Donald Sterling isn't done fighting yet.
The banned Los Angeles Clippers owner has filed a lawsuit against the NBA asking for damages in excess of $1 billion.
The lawsuit was filed Friday in U.S. District Court in Los Angeles, just hours before the NBA announced that it had approved Shelly Sterling and the Sterling family trust's deal for the Clippers with former Microsoft executive Steve Ballmer, who bid $2 billion for the team. That deal now must be approved by the NBA Board of Governors.
The league responded later Friday.
"Mr. Sterling's lawsuit is predictable, but entirely baseless," NBA Executive Vice President and General Counsel Rick Buchanan told ESPN.com's Darren Rovell. "Among other infirmities, there was no 'forced sale' of his team by the NBA -- which means his antitrust and conversion claims are completely invalid. Since it was his wife Shelly Sterling, and not the NBA, that has entered into an agreement to sell the Clippers, Mr. Sterling is complaining about a set of facts that doesn't even exist."
As part of the sale agreement, Shelly Sterling and the Sterling family trust agreed not to sue the NBA and to absolve the league of litigation by others, including Donald Sterling.
Since the agreement between the NBA and Sterling trust was announced after the lawsuit was filed in court, Donald Sterling's attorney, Max Blecher, said he needed to review all the new information before proceeding.
"We gotta sit down and see how all of this affects us," Blecher told ESPN.com's Ramona Shelburne. "We have to think through the whole situation. ... She's saying if you sue us, we'll have to pay out of our own money. It's like suing themselves. We have to see whether the law allows to happen.
"We have not had a chance to analyze or do any legal research about it. There's a lot of stuff happening in a very compact period of time. Give us a break."
Blecher had told Shelburne earlier on Friday that the lawsuit addressed the "invasion of (Sterling's) constitutional rights, violation of antitrust laws, breach of fiduciary duty and breach of contract."
He said the lawsuit "had nothing to do with the sale."
Donald Sterling repeatedly has vowed to fight the NBA's attempts to force him to sell the team. That fight was temporarily derailed this week after sources say he was found by experts to be mentally incapacitated, paving the way for Shelly Sterling to become the sole trustee of the family trust and empowering her to work on an agreement to sell the team to Ballmer.

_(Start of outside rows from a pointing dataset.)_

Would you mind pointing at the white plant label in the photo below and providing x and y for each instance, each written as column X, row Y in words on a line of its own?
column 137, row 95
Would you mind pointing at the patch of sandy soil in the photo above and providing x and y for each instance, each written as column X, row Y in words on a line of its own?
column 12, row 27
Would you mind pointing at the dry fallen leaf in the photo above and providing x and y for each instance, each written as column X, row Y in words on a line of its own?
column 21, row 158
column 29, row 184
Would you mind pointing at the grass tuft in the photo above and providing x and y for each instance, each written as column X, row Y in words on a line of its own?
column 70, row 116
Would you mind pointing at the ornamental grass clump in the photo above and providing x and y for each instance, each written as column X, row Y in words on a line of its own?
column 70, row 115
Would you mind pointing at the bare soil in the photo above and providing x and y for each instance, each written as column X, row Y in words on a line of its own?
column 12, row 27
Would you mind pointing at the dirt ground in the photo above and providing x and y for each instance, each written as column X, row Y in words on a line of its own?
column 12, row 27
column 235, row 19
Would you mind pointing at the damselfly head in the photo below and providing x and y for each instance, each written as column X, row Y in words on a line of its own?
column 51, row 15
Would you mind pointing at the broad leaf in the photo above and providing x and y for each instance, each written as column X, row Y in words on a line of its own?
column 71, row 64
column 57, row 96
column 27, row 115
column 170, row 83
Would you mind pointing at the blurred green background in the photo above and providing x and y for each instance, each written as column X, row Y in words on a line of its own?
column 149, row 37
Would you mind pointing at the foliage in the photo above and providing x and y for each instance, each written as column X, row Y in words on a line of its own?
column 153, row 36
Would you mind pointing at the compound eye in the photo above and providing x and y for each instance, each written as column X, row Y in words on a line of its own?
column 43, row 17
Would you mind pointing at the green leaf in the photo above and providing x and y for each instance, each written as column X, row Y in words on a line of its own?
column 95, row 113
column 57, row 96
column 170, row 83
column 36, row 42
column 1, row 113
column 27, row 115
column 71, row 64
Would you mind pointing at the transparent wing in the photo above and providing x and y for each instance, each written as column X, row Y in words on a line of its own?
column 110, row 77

Earlier in May, two neurologists conducted a number of brain tests on Sterling, 80, at the urging of his family, a source said. Their diagnosis was that he was suffering from Alzheimer's disease, and likely had been for "three to five years."
Sterling's side, as well as his wife's attorneys, had known of the tests' results for some time, the source said. The family trust has rules and guidelines regarding mental incapacitation, which it defined as an inability to conduct normal and regular business affairs.
Earlier Friday, Blecher confirmed in an email to ESPN that evaluations were performed on his client but said the results of the neurologists' examinations were "grossly exaggerated" and that "Mr. Sterling is far from mentally incompetent." In similar comments to CNN, Blecher said it was determined that Sterling had "modest mental impairment" or "a slowing down."
Shelly Sterling and her advisers initially had hoped to sell the team without using her husband's incapacitation as a reason, according to sources. However, when Donald Sterling said in his response to the NBA that he intended to fight the sale of the team, they changed course and signed an agreement to sell, citing the terms of the trust.
The rules of the trust did not require a court hearing first to declare that Donald Sterling is mentally incapacitated. That allowed Shelly Sterling to negotiate directly with Ballmer and the league to sell the team.
ESPN.com's Ramona Shelburne and Darren Rovell contributed to this report.